Securing the perimeter – SAML vs OAuth2

Securing the perimeter – SAML vs OAuth2

At a time when security breaches result in increasingly severe penalties, it is important that application developers and owners understand identity management and the value it provides when building applications. 

Wisdom is not a product of schooling but of the lifelong attempt to acquire it.—Albert Einstein

  • Identity management, authentication, and authorization approaches have evolved over time.
  • Early approaches often involved application-specific identities and credentials.
  • Centralization of identity data with directory services enabled a single identity and credential, but this had to be entered by a user into each application (in the absence of other complementary technology).
  • Single sign-on servers provided session management so users could log in once and access multiple applications, within the same domain, with one authentication.
  • SAML 2.0 and WS-Fed provided single sign-on and federated identity across domains.
  • OAuth 2.0 provides a solution for authorizing applications to call APIs.
  • OIDC provides a layer on top of OAuth 2.0 for authenticating users and returning information to applications in a standard format about the authenticated user.

SAML 2.0

The explosion of new SaaS applications created challenges for managing identities.With SAML 2.0, SaaS applications could redirect corporate users back to a corporate authentication service, known as an identity provider (IdP), for authentication. The Security Assertion Markup Language (SAML) is a standard authentication (and occasionally authorization) protocol which is most often used by web application single sign-on (SSO) providers to relay credentials between an identity provider (IdP) which contains the credentials to verify a user and a service provider (SP) which is the resource that requires authentication. SAML uses extensible markup language (XML) metadata documents as its tokens for an assertion of a user’s identity. The process of SAML authentication and authorization (AuthN and AuthZ) is as follows.

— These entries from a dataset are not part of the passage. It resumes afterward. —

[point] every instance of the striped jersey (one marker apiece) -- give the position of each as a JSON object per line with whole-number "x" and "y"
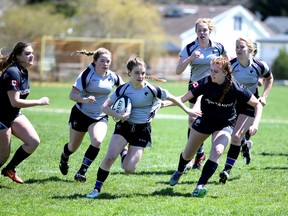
{"x": 200, "y": 67}
{"x": 92, "y": 84}
{"x": 143, "y": 100}
{"x": 249, "y": 75}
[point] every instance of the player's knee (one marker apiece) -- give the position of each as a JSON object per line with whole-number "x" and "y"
{"x": 236, "y": 139}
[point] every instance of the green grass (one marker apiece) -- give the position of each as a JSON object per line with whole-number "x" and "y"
{"x": 257, "y": 189}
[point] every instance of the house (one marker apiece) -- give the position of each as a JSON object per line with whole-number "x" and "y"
{"x": 270, "y": 47}
{"x": 231, "y": 22}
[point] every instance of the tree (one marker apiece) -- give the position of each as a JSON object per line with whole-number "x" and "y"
{"x": 280, "y": 67}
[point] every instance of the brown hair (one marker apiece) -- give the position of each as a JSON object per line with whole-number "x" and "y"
{"x": 6, "y": 61}
{"x": 96, "y": 54}
{"x": 226, "y": 67}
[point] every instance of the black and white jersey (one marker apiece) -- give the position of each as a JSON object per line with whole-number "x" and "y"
{"x": 92, "y": 84}
{"x": 249, "y": 75}
{"x": 15, "y": 78}
{"x": 143, "y": 100}
{"x": 200, "y": 67}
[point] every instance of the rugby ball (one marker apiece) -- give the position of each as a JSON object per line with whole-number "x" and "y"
{"x": 121, "y": 105}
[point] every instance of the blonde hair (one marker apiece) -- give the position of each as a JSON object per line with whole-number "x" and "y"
{"x": 251, "y": 46}
{"x": 206, "y": 21}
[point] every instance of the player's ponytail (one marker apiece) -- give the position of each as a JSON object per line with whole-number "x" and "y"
{"x": 155, "y": 78}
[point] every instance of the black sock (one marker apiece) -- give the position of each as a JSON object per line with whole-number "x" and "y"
{"x": 65, "y": 154}
{"x": 18, "y": 157}
{"x": 232, "y": 156}
{"x": 188, "y": 132}
{"x": 89, "y": 157}
{"x": 182, "y": 164}
{"x": 208, "y": 170}
{"x": 123, "y": 154}
{"x": 101, "y": 177}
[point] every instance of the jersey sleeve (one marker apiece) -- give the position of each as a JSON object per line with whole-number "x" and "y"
{"x": 267, "y": 71}
{"x": 12, "y": 79}
{"x": 78, "y": 82}
{"x": 243, "y": 93}
{"x": 197, "y": 87}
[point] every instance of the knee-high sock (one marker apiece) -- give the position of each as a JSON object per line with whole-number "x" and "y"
{"x": 89, "y": 157}
{"x": 207, "y": 171}
{"x": 101, "y": 177}
{"x": 232, "y": 156}
{"x": 18, "y": 157}
{"x": 182, "y": 164}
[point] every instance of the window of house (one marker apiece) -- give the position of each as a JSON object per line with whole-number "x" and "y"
{"x": 238, "y": 23}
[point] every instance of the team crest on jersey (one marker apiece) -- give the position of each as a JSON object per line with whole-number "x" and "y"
{"x": 14, "y": 83}
{"x": 195, "y": 84}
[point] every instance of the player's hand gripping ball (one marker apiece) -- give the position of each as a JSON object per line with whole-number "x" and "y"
{"x": 122, "y": 105}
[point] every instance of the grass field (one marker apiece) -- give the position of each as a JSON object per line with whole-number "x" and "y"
{"x": 259, "y": 188}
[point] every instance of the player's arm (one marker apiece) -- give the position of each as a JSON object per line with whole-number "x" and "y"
{"x": 76, "y": 96}
{"x": 16, "y": 101}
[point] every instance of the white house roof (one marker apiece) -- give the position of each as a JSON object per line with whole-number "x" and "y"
{"x": 278, "y": 23}
{"x": 223, "y": 17}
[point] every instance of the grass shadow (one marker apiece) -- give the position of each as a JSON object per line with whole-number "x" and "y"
{"x": 50, "y": 179}
{"x": 276, "y": 168}
{"x": 273, "y": 154}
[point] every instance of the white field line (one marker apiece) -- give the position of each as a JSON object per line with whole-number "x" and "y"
{"x": 158, "y": 116}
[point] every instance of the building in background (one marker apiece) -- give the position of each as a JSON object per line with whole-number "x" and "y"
{"x": 231, "y": 22}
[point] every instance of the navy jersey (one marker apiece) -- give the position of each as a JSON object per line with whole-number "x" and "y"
{"x": 214, "y": 110}
{"x": 13, "y": 78}
{"x": 92, "y": 84}
{"x": 200, "y": 67}
{"x": 249, "y": 75}
{"x": 143, "y": 100}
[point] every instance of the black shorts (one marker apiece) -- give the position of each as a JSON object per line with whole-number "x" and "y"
{"x": 246, "y": 109}
{"x": 194, "y": 99}
{"x": 6, "y": 121}
{"x": 135, "y": 134}
{"x": 80, "y": 122}
{"x": 206, "y": 126}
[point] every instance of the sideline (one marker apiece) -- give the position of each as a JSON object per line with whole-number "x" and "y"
{"x": 158, "y": 115}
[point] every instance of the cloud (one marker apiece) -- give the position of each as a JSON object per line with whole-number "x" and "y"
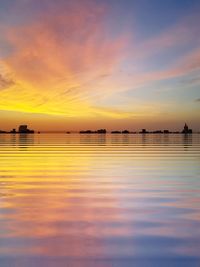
{"x": 59, "y": 55}
{"x": 5, "y": 82}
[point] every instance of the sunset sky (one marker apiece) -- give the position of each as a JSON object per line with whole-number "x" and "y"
{"x": 71, "y": 65}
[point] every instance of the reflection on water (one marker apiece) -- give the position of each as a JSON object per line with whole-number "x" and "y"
{"x": 99, "y": 200}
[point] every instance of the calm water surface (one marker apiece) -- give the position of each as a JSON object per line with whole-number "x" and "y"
{"x": 99, "y": 200}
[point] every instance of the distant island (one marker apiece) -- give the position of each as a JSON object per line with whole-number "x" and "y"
{"x": 24, "y": 129}
{"x": 185, "y": 130}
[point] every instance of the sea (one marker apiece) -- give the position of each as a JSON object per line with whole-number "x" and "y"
{"x": 99, "y": 200}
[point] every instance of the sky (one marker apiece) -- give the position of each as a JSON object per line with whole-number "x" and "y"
{"x": 89, "y": 64}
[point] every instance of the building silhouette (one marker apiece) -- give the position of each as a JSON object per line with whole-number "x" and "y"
{"x": 24, "y": 129}
{"x": 186, "y": 129}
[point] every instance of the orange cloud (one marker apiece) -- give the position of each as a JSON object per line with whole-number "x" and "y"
{"x": 56, "y": 57}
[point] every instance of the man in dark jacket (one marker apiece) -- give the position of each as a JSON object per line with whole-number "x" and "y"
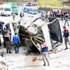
{"x": 66, "y": 35}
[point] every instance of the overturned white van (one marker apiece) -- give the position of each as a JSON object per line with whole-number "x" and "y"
{"x": 37, "y": 30}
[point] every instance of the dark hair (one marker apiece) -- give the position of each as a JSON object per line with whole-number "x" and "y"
{"x": 64, "y": 27}
{"x": 15, "y": 33}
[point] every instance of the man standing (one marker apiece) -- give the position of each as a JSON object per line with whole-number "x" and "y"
{"x": 66, "y": 35}
{"x": 16, "y": 41}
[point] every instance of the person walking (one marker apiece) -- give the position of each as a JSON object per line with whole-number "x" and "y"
{"x": 66, "y": 16}
{"x": 16, "y": 41}
{"x": 7, "y": 41}
{"x": 66, "y": 35}
{"x": 13, "y": 16}
{"x": 44, "y": 53}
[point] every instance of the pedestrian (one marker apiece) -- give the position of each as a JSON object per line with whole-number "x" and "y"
{"x": 7, "y": 41}
{"x": 66, "y": 17}
{"x": 44, "y": 53}
{"x": 16, "y": 42}
{"x": 21, "y": 14}
{"x": 66, "y": 35}
{"x": 13, "y": 15}
{"x": 28, "y": 44}
{"x": 0, "y": 43}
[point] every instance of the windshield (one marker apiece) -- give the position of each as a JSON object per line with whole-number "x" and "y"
{"x": 7, "y": 9}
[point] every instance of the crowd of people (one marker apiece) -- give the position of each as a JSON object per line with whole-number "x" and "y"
{"x": 16, "y": 40}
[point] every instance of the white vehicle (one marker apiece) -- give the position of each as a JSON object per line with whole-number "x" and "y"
{"x": 6, "y": 9}
{"x": 38, "y": 30}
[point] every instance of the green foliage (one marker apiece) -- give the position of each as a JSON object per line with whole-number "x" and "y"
{"x": 55, "y": 3}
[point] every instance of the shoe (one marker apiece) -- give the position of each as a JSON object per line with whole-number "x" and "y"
{"x": 44, "y": 64}
{"x": 10, "y": 52}
{"x": 65, "y": 48}
{"x": 48, "y": 64}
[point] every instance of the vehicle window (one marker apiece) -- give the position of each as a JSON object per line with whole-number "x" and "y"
{"x": 7, "y": 9}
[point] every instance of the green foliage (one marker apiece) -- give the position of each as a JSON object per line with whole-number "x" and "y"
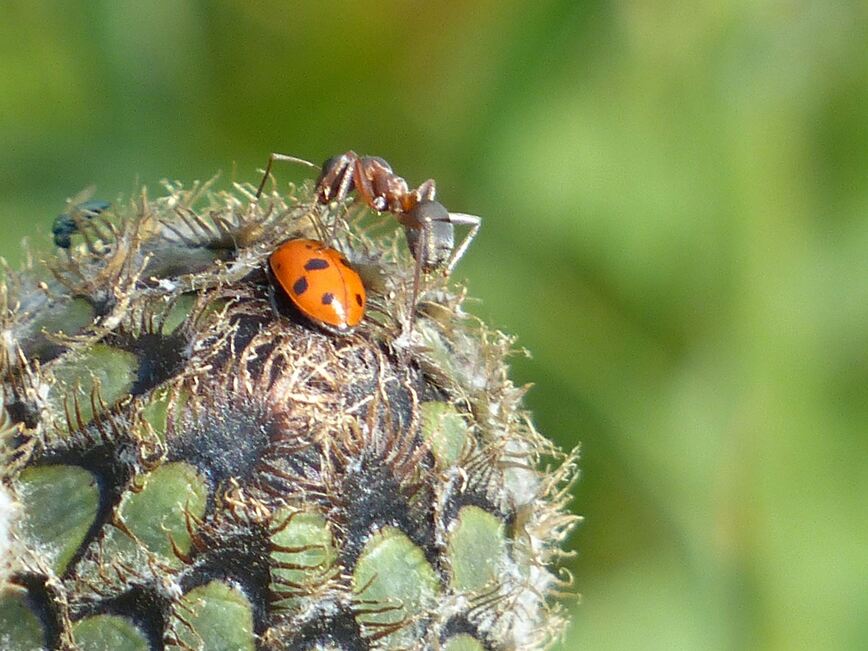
{"x": 674, "y": 200}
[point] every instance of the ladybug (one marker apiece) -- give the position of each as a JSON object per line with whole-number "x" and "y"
{"x": 321, "y": 284}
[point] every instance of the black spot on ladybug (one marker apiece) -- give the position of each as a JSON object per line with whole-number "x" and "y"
{"x": 316, "y": 263}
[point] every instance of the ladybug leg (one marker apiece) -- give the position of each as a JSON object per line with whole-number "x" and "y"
{"x": 272, "y": 298}
{"x": 462, "y": 219}
{"x": 282, "y": 158}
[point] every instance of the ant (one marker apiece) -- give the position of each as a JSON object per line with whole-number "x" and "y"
{"x": 428, "y": 225}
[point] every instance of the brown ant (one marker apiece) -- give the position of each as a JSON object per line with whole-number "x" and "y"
{"x": 428, "y": 225}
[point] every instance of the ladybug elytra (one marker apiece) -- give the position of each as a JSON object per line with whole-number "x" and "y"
{"x": 320, "y": 283}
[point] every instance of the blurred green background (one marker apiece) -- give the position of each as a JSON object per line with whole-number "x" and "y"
{"x": 676, "y": 225}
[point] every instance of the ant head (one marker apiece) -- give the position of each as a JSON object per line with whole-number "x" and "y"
{"x": 431, "y": 225}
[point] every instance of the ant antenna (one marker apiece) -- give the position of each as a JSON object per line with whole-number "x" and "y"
{"x": 284, "y": 159}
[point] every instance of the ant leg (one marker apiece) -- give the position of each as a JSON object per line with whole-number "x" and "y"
{"x": 426, "y": 191}
{"x": 337, "y": 177}
{"x": 421, "y": 246}
{"x": 363, "y": 173}
{"x": 282, "y": 158}
{"x": 461, "y": 219}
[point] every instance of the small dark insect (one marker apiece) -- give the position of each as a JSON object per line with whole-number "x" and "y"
{"x": 428, "y": 225}
{"x": 67, "y": 224}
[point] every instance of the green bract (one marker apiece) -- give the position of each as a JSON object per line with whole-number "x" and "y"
{"x": 183, "y": 467}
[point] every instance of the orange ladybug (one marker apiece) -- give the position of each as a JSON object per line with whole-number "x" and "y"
{"x": 321, "y": 284}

  • SAML is an XML-based framework for exchanging security information between business partners.
  • SAML provided two features which became widely used: cross-domain single sign-on and identity federation.
  • A SAML service provider delegates user authentication to an identity provider.
  • A SAML identity provider authenticates a user and returns the results of a user authentication event in an XML message called an authentication response.
  • An authentication response contains an authentication assertion with claims about the authentication event and authenticated user.
  • Identity federation establishes a common identifier for a user between an identity provider and a service provider.
  • Business customers of applications often want to use their corporate identity providers to authenticate their users to applications.
  • New applications should consider using an authentication broker service or SAML library to simplify the task of supporting SAML.

OAUTH 2.0

With Web 2.0 and the rise of social media, many consumer-facing web sites were created that allowed users to upload content such as pictures.A solution was needed that would allow a user to authorize an application at one web site to retrieve their content from another web site’s API, without the user having to expose their credentials to the first site.The OAuth protocol provided a solution for this use case.

  • OAuth 2.0 enables applications to request authorization and obtain an access token to call APIs.
  • With OAuth 2.0, a user has control over API authorizations for applications.
  • Scopes are used to control the access an application has when calling an API.
  • The original OAuth 2.0 specification defined four grant types.
  • The authorization code grant type with PKCE can be used by traditional web applications, public applications, as well as native applications.
  • The OAuth 2.0 implicit grant type is not recommended to obtain an access token with the default response mode as it exposes the access token to potential compromise.
  • The OAuth 2.0 resource owner password grant type is best restricted to legacy user migration cases as it exposes user credentials to an application.
  • The client credentials grant type is for API calls where the application owns the requested resource.
  • A refresh token is used to obtain a new access token when the old access token expires.